Quanti figli eravate in famiglia?
Dieci, sei maschi e quattro femmine; il più anziano sono io, tre maschi sono mancati, tra cui Piero Corti, che è stato medico in Uganda dove ha fondato l’ospedale di Gulu. Mio fratello Corrado, che nel romanzo è padre Rodolfo, è missionario in Ciad e ogni volta che ritorna in Italia ci ritroviamo tutti insieme, qui nella casa paterna di Besana Brianza: l’ultima volta, tra nonni e nipoti, eravamo in 115 persone.
In II cavallo rosso, insieme con padre Agostino Gemelli e Giuseppe Lazzati, lei cita anche don Carlo Gnocchi. Lo conosceva bene?

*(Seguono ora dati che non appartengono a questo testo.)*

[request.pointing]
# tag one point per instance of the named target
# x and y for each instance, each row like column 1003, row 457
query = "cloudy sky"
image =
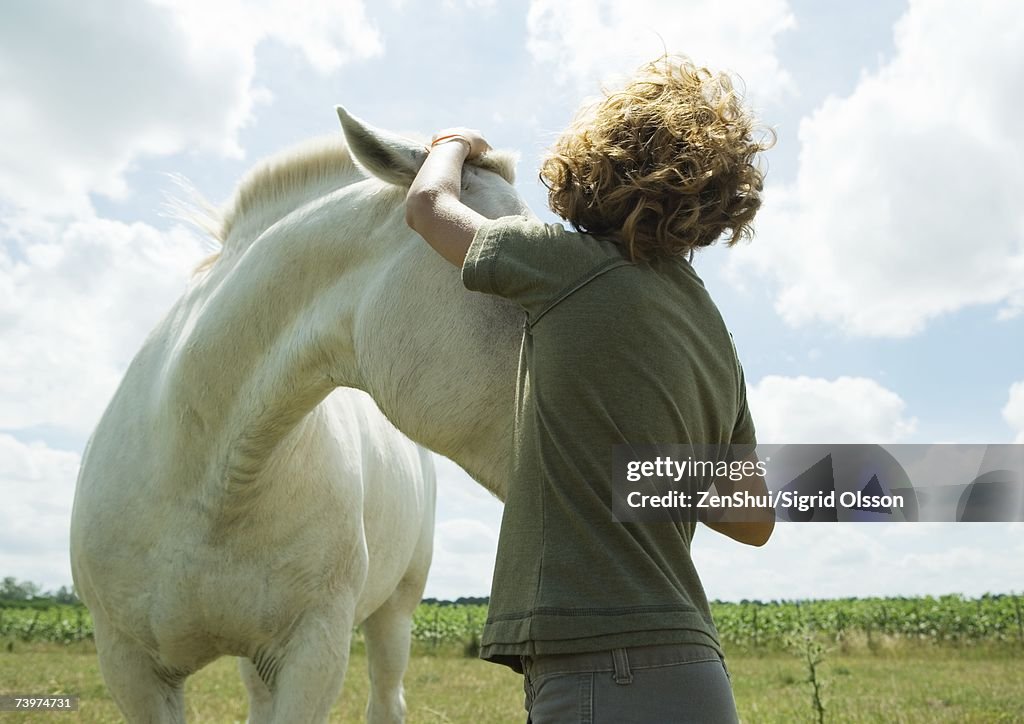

Siamo stati grandi amici: è stato don Carlo a celebrare il mio matrimonio con Vanda di Marsciano ad Assisi, nel 1951, nella chiesa di San Damiano. Don Gnocchi, rimasto orfano di padre, ha vissuto dall’età di due anni qui a Besana Brianza, nella frazione di Montesiro; lui era cappellano degli alpini, io nell’esercito regolare, e l’esperienza della guerra ci ha uniti ancora di più.
Come passa le sue giornate?
A 87, anni il mio rendimento è diminuito anche se, grazie a Dio, la mente è libera e lucida: la mattina scrivo, nel pomeriggio passo altre tre o quattro ore alla scrivania, alla sera rileggo e mi documento per il giorno dopo. Sto lavorando a quello che penso sarà il mio ultimo libro: si tratta di una raccolta di scritti sul Medioevo che uscirà per Natale. Il Medioevo è il periodo della storia che amo di più e che conclude un ciclo di racconti per immagini, quasi trame da film: ho iniziato con le vicende delle reducciones gesuitiche nel Paraguay: La terra dell’indio; poi ho descritto la tragedia degli ammutinati del Bounty: L’isola del Paradiso; il mio ultimo libro è stato Catone l’antico, che racconta il mondo romano minacciato dai barbari.
Il cavallo rosso è un libro che, come scrivono tanti suoi lettori, si vorrebbe non finisse mai. Lei Io sigilla con una frase del poeta inglese T.S. Eliot: «Ecco ora svaniscono i volti e i luoghi, con quella parte di noi che, come poteva, li amava, per rinnovarli, trasfigurati, in un’altra trama». Signor Corti, qual è questa “altra trama” che fa sì che le storie e i volti raccontati non si perdano mai?
L'”altra trama” di cui parla Eliot è la realtà vera e definitiva del Paradiso. Tutte le persone, il mondo che abbiamo conosciuto in II cavallo rosso, si rinnoveranno e si ritroveranno nel mondo vero, quello dell’aldilà».